2007年秋の情報公開で、ファミコンウォーズDS2(仮)が発表されました。今までと作風をガラッと変えた事もあるのでしょうが、2007年度冬に海外先行発売が決定、2008年1月21日に北米、同25日に欧州、2月21日に豪州で発売されました(※3)。

※3…ここで思い出そうと過去に頒布した同人誌の原稿データを読み直したら、とんでもないミス表記を発見したのはここだけの話。

 で、日本での発売はどうなったかというと……
今冬(2007年度冬季)→2008年→未定→発売中止(2010年7月)
もしかしたら2008年と未定の間に2009年が挟まっていたかもしれませんが、とにかく発売中止になってしまったのです。その後、2013年秋に当時のオンライン会員システム、クラブニンテンドーにてプラチナ会員特典としてニンテンドー3DS用DSiウェアとして配信、翌年春に800ポイント(※4)での交換という形で配信されました。
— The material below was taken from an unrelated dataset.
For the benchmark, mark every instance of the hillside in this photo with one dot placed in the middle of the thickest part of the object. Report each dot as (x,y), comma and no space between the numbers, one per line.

※4…概ね、ソフト一本購入で30ポイント、ハード一機で80ポイント、オプションで20ポイント前後が溜まる。ちなみにプラチナ会員昇格は400ポイント

 ちなみに800ポイント交換は、数えて上から四番目の高さであり、バーチャルコンソールタイトルが60~200ポイントだった事を考えると、異常としか思えないポイント数でした。
 さらに、WiiとDSのWi-Fiコネクションやクラブニンテンドーそのものが2015年で終了するためか、DS2のゲーム内にあったWi-Fiに纏わるコンテンツが全て削除されているというダウングレード移植版。加えて、海外版DS2の内部データに日本語版のテキストや画像が全て内包されており、改造ツールを使えば完全な日本語版が遊べるというお粗末ぶり。当時かなりキレました。

呪われたタイトル?

 2015年にWiiUのバーチャルコンソール向けにファミコンウォーズDSが配信される、2019年にSwitchオンラインのファミコンソフトにて初代ファミコンウォーズが追加されるなど、細々とした追加はあるのですが、完全新作の流れは10年以上もありませんでした。
 そんな中、2021年6月のニンテンドーダイレクトにて、実質的なゲームボーイウォーズアドバンス1+2、海外ではAdvance Wars1と2のリメイクにあたる、Advance Wars 1+2: Re-Boot Campの情報が公開されました。
そんなのあったっけ? と思った日本の方々、あなたは正しい

 このリメイク、日本語版ダイレクトでは一切の存在が伏せられており、海外版ダイレクトでしか発信されませんでした。初報の時点でおま国です。一応、日本のゲーム情報ブログサイトが反応し、記事にしてくれたので完全に秘匿という流れには至りませんでしたが、当然のように日本語未対応、発売無しという事に。
 しかも、2021年10月に開発の遅れによる発売延期の情報が出るまで四ヶ月間、何の情報もありませんでした(※5)、ユーザーなめてんのか

※5…同時期のダイレクトで初報が出たメトロイドドレッド、おすそわけるメイドインワリオは同年秋に発売されている

 そして、ここからが本当の地獄とばかりに、発売日が凄い事になります。
2021年12月3日→2022年春→2022年4月8日→未定→2023年4月21日発売
順番に初報、発売延期告知、2022年2月ニンテンドーダイレクト、2022年3月8日23時(日本時間)緊急告知、2023年2月ニンテンドーダイレクトという流れです。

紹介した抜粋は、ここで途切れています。